TEXT/Masaaki Furuya PHOTO/Hiroaki Arihara

ホスト/時松隆光

1993年生まれ、福岡県出身。ツアー通算3勝。プロ10年目。テンフィンガーグリップで戦う。愛称は“ゲンちゃん”

ご指名/清水大成

1999年生まれ、福岡県出身。日大卒業後、20年プロ入り。ルーキーにして賞金シード獲得。1勝目が待たれる。飛距離や爽やかさも魅力

前回のお話はこちら

時松 3月に福岡から千葉に引っ越したんだって?

清水 はい。移動が楽かなと思って。試合も茨城とか北関東が多いというのもありますし。

時松 自炊とかするの。

清水 試合がないときはちょこちょこ生姜焼きなんか作ります。

時松 試合中は?

清水 昨年から尚さん(片岡尚之)と練ランを一緒にさせてもらうことが多いので、時間が合えば晩御飯も一緒に行きます。でも本戦中はスタート時間が朝と昼と真逆の組み合わせになることもあるので、そういうときは一人でファミレスなんかに行っちゃいますね。

時松 仲がいい選手のチームはないの。

清水 自分のキャディさんやトレーナーさんなどで作るチームだったらいいと思うんですけど、選手同士のチームだと、トレーニングしたりケアしたりする時間が作れない気がして。
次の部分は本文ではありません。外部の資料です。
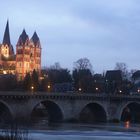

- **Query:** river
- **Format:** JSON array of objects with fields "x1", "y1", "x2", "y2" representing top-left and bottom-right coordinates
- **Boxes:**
[{"x1": 28, "y1": 123, "x2": 140, "y2": 140}]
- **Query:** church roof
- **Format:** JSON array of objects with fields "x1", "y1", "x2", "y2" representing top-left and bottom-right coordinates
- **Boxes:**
[{"x1": 31, "y1": 32, "x2": 40, "y2": 45}]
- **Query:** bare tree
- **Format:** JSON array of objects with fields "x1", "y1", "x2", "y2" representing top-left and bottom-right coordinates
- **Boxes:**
[{"x1": 74, "y1": 58, "x2": 92, "y2": 70}]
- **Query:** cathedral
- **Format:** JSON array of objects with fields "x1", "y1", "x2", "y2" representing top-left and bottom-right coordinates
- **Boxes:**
[{"x1": 0, "y1": 21, "x2": 41, "y2": 81}]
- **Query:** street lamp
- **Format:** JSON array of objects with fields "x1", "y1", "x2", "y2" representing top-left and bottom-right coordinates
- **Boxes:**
[
  {"x1": 31, "y1": 85, "x2": 34, "y2": 92},
  {"x1": 78, "y1": 88, "x2": 82, "y2": 92},
  {"x1": 47, "y1": 85, "x2": 51, "y2": 92}
]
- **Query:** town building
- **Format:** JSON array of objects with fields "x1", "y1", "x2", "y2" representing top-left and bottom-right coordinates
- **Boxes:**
[{"x1": 0, "y1": 21, "x2": 41, "y2": 80}]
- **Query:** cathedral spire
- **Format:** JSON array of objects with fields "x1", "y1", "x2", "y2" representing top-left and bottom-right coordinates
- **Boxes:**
[
  {"x1": 31, "y1": 31, "x2": 40, "y2": 45},
  {"x1": 3, "y1": 20, "x2": 11, "y2": 46}
]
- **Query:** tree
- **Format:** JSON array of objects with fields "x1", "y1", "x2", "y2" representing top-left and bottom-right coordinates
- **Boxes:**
[
  {"x1": 72, "y1": 69, "x2": 92, "y2": 92},
  {"x1": 74, "y1": 58, "x2": 92, "y2": 71},
  {"x1": 72, "y1": 58, "x2": 93, "y2": 92},
  {"x1": 115, "y1": 62, "x2": 129, "y2": 79}
]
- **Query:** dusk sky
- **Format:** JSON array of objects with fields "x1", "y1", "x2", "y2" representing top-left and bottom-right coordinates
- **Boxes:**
[{"x1": 0, "y1": 0, "x2": 140, "y2": 73}]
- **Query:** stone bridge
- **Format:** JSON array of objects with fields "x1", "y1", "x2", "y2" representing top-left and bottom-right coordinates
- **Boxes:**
[{"x1": 0, "y1": 92, "x2": 140, "y2": 122}]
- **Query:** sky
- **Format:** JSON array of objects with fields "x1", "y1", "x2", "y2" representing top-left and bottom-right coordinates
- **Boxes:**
[{"x1": 0, "y1": 0, "x2": 140, "y2": 73}]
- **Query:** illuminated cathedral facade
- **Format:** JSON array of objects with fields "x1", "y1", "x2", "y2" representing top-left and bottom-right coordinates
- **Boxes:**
[{"x1": 0, "y1": 21, "x2": 41, "y2": 80}]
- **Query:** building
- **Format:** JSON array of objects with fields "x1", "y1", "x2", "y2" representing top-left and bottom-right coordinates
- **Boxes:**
[{"x1": 0, "y1": 21, "x2": 41, "y2": 80}]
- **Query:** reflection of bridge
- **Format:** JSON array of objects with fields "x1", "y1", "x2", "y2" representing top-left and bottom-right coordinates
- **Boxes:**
[{"x1": 0, "y1": 92, "x2": 140, "y2": 121}]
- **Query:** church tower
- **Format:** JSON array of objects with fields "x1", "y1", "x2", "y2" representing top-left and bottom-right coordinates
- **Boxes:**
[
  {"x1": 30, "y1": 32, "x2": 41, "y2": 74},
  {"x1": 0, "y1": 21, "x2": 14, "y2": 59},
  {"x1": 16, "y1": 29, "x2": 30, "y2": 80},
  {"x1": 16, "y1": 30, "x2": 41, "y2": 80},
  {"x1": 0, "y1": 21, "x2": 15, "y2": 74}
]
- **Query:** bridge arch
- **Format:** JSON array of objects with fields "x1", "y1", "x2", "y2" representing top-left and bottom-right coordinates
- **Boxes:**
[
  {"x1": 79, "y1": 102, "x2": 107, "y2": 123},
  {"x1": 119, "y1": 101, "x2": 140, "y2": 123},
  {"x1": 0, "y1": 100, "x2": 14, "y2": 123},
  {"x1": 30, "y1": 100, "x2": 63, "y2": 122}
]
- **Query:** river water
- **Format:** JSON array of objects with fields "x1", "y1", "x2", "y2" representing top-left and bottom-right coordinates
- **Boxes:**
[{"x1": 28, "y1": 123, "x2": 140, "y2": 140}]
源蔵さんは(池田)勇太さんと練ランされることが多いですけれど、どうなんですか。


時松 僕と塚田(陽亮)さんは、勇太さんとも近づきすぎず離れすぎずという感じだからね。ホテルがたまたま一緒だったときにはご飯も一緒に行かせてもらうけど、そういうのはシーズンを通してもセガサミーくらい。

清水 僕も尚さんには、都合が合わなければ「ちょっと行けないです」って言えます。気が合うというかノリが合うというか、一個上の先輩なんですけれど。

時松 日大のゴルフ部時代は、チームのなかでのつき合いとかはどうだったの。

清水 大学時代、僕が1年生のときのキャプテンが勝俣陵さんで、次が今野大喜さん、その次が岩﨑亜久竜さん。みなさん何でも話せる感じでした。調子が悪いときに相談すると、みんな優しく教えてくれました。僕は先輩といるほうが気が楽というか、後輩には変に気を使っちゃうんです。自分がキャプテンだったので気が張っていたのかもしれないですけど。もちろん同級生が一番楽です。

時松 先輩からは、どんなこと教わった?

清水 僕はゴルフの理論的なことは全然知らなくて。それで大喜さんからはフェードとかドローの基本から教えてもらいました。それすらほんとに知らなかった。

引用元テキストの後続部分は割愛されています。